The areas of focus of the eight scholarly contributions to this issue range from pre-war historical aspects of Austrian footballers in Malta, contemporary migrations in the Mediterranean, the Maltese ‘Tripolini’, victims of Italian internment policies during the Second World War, the Cyprus Confederation, histories of domestic violence and coercion in sixteenth-century Malta, Jakob Wassermann’s portrayal of the Sabbatai Zevi, the ramifications of Mediterranean poetry today, and a literature review of Ian Almond’s ‘World Literature Decentered: Beyond the ‘West’ through Turkey, Mexico and Bengal’.

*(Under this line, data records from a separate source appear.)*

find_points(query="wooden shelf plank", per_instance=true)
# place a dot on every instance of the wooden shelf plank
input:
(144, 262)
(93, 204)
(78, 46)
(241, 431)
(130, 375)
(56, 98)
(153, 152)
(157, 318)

The contributors to this issue are Prof. Matthias Marschik (University of Vienna), Ms. Ayse Sanli (Brown University, USA), Mr Mario Xuereb (University of Malta), Dr. Nikolaos Stelgias, Prof. Joanne Cassar and Prof. Mario Cassar (University of Malta), Dr. Habib Tekin (Marmara University), Prof. Pallavi Narayan (Ahmedabad University), Tunisian poet Moëz Majed, and Prof. Norbert Bugeja (University of Malta).
This issue of the Journal of Mediterranean Studies carries an edition of the Mediterranean: Prospect and Retrospect feature of the journal, which takes the form of an intense conversation between Prof. Norbert Bugeja and leading Tunisian poet Moëz Majed, titled ‘Making the World Habitable’, and which includes a select English translation (presented alongside the French original) of a set of Majed’s new poems, appearing here in English for the first time in a powerful translation by Irene Mangion.

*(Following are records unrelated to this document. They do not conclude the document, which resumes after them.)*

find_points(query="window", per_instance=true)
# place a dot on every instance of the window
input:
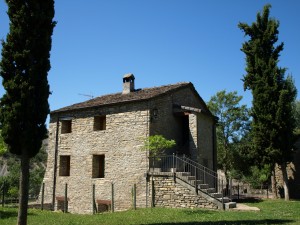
(99, 122)
(64, 165)
(66, 126)
(98, 166)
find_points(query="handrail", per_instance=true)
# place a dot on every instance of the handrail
(185, 168)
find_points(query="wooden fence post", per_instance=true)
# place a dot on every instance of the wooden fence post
(153, 193)
(66, 199)
(94, 200)
(134, 196)
(112, 198)
(43, 193)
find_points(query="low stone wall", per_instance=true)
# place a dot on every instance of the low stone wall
(173, 195)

Mediterranean: Prospect and Retrospect is a unique feature of JMS which opens up a space of encounter with leading scholars, writers and academic practitioners in and of the Mediterranean. This is a purposely solicited, intimately captured feature intended to generate intuitive reflection on the state of Mediterranean Studies, the many and diverse approaches to it and its understandings, past and present.

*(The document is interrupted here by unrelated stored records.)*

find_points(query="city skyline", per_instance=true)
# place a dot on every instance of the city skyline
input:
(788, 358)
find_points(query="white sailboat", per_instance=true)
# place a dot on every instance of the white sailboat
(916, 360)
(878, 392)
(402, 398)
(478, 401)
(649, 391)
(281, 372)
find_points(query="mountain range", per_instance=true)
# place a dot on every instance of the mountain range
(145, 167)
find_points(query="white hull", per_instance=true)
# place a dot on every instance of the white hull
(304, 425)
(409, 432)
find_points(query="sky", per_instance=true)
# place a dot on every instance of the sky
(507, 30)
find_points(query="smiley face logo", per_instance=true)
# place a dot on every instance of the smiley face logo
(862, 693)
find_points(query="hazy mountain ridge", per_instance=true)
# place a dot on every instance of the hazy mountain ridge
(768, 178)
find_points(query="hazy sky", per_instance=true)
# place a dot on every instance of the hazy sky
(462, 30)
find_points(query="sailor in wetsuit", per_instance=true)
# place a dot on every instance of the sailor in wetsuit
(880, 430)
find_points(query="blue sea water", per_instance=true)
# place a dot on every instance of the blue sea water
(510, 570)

The subject-matter of this encounter ranges from the memory-bound question of the Mediterranean city, mythology and migration, the poetic imaginary of Saint-John Perse, the figure of the corsair, histories and innovations of the Arabic poetic scene, Naguib Mahfouz and the matter of a “writing of the South”, and the Bardo Museum, recently re-opened, as a space of anamnesis. Contained yet poignant, this feature is a must-get for any researcher interested or working in contemporary Mediterranean aesthetics, poetry and cultural and area studies of the region more broadly.
The Journal of Mediterranean Studies is a Scopus and SCImago indexed, internationally-accredited scholarly journal published by the University of Malta’s Mediterranean Institute on the prestigious Project Muse (Johns Hopkins University Press) platform.
From this space, the Mediterranean Institute would like to thank the outgoing administrator of the Journal, Mr Reginald Bartolo, and to welcome the incoming administrator, Ms Daphne Pia Deguara.